Era, sin ningún género de dudas, una de las creadoras portuguesas más intensas, entregada a un trabajo conceptual que combinaba el soporte fotográfico con la voluntad pictórica
El filósofo Emmanuel Levinas formuló una ética del rostro como límite de la violencia y acaso la obra de Helena Almeida pueda entenderse como suerte de «coreografía corporal» que mostraba, al mismo tiempo, la vulnerabilidad y la entereza de la vivencia femenina. Era, sin ningún género de dudas, una de las artistas portuguesas más intensas, entregada a un trabajo conceptual que combinaba el soporte fotográfico con la voluntad pictórica. Aunque tuvo, desde hace años, el reconocimiento crítico, ha sido en el siglo XXI cuando se subrayó su condición de «pionera». Tal vez fuera su participación en la Bienal de Venecia en 2005 el punto culminante de esta creadora que mantuvo siempre una coherencia estética.
En sus fotografías que tenían algo de «sedimentación especular» aparecía su cuerpo en posiciones que tenían algo de danza sutil, «punctualizada» por el color que venía a dinamizar el blanco y negro de la imagen. Habitó la pintura (por jugar con el título de la exposición «Pintura habitada» que hizo a mediados de los setenta) de una forma obstinada y, al mismo tiempo, ascética. Desde 1967, tomó la decisión de cuestionar los límites del arte, desmarcándose del concepto tradicional del cuadro. Tomó la decisión de convertirse a sí misma en «modelo» o, para ser más preciso, inició un fascinante «performatividad del yo».

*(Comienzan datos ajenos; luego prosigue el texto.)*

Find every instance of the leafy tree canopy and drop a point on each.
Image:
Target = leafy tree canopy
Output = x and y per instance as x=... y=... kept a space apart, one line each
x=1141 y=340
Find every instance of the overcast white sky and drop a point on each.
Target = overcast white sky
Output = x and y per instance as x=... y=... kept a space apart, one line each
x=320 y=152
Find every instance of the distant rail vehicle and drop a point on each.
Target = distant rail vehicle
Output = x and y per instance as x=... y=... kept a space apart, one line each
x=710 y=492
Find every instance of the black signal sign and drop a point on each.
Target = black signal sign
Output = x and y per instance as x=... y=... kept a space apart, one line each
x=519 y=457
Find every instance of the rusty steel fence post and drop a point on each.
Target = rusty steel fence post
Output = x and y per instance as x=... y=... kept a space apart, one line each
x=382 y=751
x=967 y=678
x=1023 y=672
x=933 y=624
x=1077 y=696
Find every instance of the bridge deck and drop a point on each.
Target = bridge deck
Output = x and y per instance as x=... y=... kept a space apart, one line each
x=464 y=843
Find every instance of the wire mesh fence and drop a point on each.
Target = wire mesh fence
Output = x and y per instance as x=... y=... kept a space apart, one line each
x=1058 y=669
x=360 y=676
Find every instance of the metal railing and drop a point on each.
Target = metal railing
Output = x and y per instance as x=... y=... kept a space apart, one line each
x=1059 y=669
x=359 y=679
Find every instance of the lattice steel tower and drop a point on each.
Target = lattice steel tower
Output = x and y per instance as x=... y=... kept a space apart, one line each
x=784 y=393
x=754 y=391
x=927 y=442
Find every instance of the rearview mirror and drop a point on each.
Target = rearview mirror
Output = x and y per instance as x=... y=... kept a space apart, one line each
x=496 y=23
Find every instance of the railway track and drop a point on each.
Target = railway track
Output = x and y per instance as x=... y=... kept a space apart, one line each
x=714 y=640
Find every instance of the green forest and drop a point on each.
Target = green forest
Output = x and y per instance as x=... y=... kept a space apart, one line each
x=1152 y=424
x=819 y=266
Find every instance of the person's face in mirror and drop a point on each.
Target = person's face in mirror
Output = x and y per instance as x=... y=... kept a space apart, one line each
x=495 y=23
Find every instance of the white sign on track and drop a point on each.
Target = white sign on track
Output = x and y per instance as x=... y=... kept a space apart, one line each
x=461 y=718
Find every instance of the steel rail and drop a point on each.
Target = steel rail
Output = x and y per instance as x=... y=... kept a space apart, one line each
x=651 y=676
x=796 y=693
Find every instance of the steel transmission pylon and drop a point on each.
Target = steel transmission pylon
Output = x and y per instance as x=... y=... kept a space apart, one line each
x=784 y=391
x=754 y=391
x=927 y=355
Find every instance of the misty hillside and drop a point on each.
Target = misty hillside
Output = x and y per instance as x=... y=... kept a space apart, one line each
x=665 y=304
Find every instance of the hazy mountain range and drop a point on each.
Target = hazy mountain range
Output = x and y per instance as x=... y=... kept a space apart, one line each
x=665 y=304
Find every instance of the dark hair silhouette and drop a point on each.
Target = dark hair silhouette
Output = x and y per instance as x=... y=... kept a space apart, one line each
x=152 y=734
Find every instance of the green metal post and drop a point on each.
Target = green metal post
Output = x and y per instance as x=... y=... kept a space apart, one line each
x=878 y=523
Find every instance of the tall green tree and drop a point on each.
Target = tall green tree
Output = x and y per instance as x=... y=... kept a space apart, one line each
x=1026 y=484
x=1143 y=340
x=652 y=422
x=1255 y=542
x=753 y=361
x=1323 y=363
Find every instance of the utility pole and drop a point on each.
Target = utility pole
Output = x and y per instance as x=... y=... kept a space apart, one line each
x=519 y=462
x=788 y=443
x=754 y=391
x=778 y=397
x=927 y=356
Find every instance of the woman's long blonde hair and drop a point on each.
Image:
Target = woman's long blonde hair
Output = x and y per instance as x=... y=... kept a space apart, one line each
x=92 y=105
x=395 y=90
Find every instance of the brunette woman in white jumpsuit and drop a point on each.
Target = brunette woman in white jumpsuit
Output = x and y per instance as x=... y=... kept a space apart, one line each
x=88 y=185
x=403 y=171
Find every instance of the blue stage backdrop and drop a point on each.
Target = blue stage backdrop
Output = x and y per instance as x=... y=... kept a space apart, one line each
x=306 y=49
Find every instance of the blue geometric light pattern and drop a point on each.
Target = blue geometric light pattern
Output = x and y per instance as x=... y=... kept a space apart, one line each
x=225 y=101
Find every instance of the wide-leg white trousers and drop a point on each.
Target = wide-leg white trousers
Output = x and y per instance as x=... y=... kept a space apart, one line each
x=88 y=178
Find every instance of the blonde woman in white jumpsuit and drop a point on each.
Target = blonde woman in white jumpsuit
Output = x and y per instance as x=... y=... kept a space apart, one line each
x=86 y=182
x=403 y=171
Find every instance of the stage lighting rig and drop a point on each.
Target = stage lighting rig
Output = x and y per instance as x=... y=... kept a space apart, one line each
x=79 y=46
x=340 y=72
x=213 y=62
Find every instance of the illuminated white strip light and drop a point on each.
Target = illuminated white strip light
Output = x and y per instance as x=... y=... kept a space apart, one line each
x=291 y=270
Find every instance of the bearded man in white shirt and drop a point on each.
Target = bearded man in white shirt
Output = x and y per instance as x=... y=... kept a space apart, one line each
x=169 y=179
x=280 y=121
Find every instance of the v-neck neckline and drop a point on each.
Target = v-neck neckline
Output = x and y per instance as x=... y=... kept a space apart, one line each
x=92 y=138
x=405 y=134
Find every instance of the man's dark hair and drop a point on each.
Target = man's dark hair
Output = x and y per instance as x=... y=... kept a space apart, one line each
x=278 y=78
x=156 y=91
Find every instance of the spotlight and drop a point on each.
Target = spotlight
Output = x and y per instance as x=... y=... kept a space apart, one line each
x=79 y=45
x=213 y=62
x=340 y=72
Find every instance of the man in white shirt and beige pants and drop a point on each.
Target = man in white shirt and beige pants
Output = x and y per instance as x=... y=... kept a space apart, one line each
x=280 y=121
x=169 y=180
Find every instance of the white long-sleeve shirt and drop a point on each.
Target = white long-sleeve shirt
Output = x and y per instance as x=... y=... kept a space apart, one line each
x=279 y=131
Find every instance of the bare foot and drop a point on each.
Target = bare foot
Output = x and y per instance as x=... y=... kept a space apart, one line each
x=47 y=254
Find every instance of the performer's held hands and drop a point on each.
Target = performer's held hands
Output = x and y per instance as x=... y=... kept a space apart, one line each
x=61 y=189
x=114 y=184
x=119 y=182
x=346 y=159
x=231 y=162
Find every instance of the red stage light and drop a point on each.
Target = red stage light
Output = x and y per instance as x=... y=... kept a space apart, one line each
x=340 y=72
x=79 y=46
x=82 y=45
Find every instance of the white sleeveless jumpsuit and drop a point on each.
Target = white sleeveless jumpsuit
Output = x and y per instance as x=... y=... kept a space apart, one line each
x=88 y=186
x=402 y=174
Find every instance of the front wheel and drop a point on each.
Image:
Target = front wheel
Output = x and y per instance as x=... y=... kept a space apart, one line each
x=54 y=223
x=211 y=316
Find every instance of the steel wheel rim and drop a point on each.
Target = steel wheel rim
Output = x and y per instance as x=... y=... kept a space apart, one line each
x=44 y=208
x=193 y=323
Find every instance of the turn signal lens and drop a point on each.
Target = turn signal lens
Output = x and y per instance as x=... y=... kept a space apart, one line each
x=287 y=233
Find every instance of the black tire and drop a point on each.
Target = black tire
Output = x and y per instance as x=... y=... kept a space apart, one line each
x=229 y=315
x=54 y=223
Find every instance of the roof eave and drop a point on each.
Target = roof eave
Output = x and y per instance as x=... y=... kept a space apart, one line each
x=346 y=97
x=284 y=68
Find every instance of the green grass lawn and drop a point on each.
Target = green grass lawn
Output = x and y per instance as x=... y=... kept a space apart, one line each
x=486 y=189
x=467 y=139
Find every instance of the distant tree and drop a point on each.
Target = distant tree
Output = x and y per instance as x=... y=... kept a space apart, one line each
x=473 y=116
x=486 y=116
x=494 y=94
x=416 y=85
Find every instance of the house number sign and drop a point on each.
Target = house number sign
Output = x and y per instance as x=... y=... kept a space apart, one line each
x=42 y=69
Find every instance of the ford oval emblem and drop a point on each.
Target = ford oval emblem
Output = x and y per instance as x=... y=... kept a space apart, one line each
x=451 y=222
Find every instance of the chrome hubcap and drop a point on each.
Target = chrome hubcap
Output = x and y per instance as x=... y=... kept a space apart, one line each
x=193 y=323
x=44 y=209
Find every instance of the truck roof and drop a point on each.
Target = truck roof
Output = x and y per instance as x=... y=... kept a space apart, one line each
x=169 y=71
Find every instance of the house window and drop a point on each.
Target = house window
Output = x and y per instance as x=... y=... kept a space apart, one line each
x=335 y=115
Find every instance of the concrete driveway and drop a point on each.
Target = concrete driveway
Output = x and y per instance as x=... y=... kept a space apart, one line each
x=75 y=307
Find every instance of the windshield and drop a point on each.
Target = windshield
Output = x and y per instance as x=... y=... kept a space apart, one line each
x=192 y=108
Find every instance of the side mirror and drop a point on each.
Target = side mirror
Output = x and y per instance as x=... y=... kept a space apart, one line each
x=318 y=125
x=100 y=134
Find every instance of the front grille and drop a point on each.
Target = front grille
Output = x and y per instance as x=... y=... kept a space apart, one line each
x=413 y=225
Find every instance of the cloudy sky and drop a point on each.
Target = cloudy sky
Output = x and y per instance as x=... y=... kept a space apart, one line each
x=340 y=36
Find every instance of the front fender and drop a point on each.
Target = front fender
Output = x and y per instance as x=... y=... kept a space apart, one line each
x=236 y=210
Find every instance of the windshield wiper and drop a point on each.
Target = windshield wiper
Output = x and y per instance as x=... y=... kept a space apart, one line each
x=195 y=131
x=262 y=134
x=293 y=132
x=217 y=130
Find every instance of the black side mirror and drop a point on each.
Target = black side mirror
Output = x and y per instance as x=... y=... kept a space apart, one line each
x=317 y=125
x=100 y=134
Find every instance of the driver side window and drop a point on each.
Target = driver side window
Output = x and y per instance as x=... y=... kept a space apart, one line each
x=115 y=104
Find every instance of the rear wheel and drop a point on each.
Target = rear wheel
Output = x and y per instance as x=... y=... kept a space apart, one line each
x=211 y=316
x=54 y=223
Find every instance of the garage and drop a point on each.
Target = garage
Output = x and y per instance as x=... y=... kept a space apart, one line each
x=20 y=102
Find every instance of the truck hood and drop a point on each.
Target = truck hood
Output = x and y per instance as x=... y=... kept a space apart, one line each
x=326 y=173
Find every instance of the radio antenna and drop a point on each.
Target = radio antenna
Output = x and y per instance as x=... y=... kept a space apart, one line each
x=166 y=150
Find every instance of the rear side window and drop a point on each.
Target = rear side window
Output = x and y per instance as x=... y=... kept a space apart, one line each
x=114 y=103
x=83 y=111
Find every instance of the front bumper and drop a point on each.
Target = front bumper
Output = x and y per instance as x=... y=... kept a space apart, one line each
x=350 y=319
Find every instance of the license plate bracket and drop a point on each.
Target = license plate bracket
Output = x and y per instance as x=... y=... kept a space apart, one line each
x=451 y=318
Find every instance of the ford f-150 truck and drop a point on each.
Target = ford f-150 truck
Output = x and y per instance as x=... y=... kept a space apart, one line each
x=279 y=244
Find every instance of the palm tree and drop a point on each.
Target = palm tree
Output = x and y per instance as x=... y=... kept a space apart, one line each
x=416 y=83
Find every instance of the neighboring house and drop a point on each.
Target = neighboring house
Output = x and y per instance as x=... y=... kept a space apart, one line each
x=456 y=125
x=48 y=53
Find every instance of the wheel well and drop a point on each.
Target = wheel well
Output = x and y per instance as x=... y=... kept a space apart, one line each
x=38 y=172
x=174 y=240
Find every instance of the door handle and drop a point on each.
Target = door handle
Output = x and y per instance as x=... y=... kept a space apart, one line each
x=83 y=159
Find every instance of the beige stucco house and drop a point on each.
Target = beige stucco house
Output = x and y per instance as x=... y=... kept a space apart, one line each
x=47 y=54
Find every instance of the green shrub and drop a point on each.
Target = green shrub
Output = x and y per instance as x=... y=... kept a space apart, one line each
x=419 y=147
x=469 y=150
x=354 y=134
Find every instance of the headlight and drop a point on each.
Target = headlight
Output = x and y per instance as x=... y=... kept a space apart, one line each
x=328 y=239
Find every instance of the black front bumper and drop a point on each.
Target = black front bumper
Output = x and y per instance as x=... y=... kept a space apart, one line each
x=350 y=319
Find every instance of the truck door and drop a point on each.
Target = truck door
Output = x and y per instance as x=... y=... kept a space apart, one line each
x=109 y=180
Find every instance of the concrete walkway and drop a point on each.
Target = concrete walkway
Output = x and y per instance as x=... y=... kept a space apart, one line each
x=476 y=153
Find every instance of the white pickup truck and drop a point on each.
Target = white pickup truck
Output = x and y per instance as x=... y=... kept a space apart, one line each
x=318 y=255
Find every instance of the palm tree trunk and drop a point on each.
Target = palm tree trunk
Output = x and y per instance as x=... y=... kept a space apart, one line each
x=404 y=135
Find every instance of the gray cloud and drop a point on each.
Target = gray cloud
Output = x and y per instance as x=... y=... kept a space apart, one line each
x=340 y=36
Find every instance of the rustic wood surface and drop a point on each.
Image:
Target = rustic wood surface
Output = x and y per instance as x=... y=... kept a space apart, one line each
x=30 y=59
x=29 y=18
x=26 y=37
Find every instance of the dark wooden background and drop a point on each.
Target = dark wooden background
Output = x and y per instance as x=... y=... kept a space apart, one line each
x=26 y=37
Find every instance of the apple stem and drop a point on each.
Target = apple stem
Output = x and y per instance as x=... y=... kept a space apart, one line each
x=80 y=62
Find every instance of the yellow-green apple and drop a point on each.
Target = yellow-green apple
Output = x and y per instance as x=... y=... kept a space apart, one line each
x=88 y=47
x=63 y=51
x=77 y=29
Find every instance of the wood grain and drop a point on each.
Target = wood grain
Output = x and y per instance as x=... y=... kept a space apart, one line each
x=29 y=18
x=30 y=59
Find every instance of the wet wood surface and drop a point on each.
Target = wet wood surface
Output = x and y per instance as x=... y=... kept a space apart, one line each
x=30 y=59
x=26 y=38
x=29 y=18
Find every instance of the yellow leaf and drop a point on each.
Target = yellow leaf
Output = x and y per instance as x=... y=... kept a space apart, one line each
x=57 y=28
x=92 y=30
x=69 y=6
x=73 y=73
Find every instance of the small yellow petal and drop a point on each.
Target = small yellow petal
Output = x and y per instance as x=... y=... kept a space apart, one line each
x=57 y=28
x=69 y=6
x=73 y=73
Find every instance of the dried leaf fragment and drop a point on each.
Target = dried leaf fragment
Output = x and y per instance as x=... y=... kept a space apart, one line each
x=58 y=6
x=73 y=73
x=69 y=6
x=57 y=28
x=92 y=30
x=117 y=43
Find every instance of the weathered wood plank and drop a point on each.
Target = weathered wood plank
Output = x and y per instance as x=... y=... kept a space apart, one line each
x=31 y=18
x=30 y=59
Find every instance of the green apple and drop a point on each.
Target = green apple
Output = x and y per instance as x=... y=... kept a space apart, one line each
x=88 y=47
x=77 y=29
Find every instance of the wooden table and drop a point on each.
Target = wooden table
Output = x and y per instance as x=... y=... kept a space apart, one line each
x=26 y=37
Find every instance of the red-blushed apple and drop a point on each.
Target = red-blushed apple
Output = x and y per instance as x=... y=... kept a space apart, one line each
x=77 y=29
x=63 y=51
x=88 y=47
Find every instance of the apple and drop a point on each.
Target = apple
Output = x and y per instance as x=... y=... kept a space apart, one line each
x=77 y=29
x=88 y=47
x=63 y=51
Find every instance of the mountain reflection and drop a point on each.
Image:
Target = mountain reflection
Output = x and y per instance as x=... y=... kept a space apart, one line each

Las «pinceladas» azules tienen en Helena Almeida algo de alegoría de la esperanza. Ella se hacía fotografiar en escorzos, materializando precarios equilibrios, encarnando los azares de la vida. En una entrevista señaló que cuando era joven le marcó la obra de Lucio Fontana, «el lado oscuro más allá del cuadro». Ella no se dedicó a desgarrar la superficie monocromática sino que desplegó una inquietante estética de lo que calificaría como «función del velo».
En una serie reciente podía verse la pierna de Helena atada a la de un hombre que, obviamente es Artur Rosa, «el hombre que hace clic», esto es, la mirada del otro. En cierto sentido, puede entenderse gran parte de la obra de Almeida como una historia de amor y, también, como un juego de seducción. Precisamente en el 2002 creo una serie bajo el título de «Seducción» que no tenía, en su caso, nada que ver con lo artificioso sino con los placeres más simples como los que pueden surgir de experimentar distintas posturas de las manos. Helena Almeida nos invitaba, con su arte sutil, a tocar con la mirada lo enigmático de la corporalidad, a comprender que necesitamos dibujar, aunque sea con una línea temblorosa, nuestra vida.
Durante casi medio siglo, esta gran artista se hizo fotografiar en el mismo sitio, en ese estudio en el que nada tenía que ser casual: «Todo lo que está es como yo quiero que esté», dijo está mujer que, al mismo tiempo, nos daba la espalda y nos invitaba a convertir nuestro rostro en algo pintado con el color de la esperanza. Nos deja una mujer que impuso un modo poético de mirar.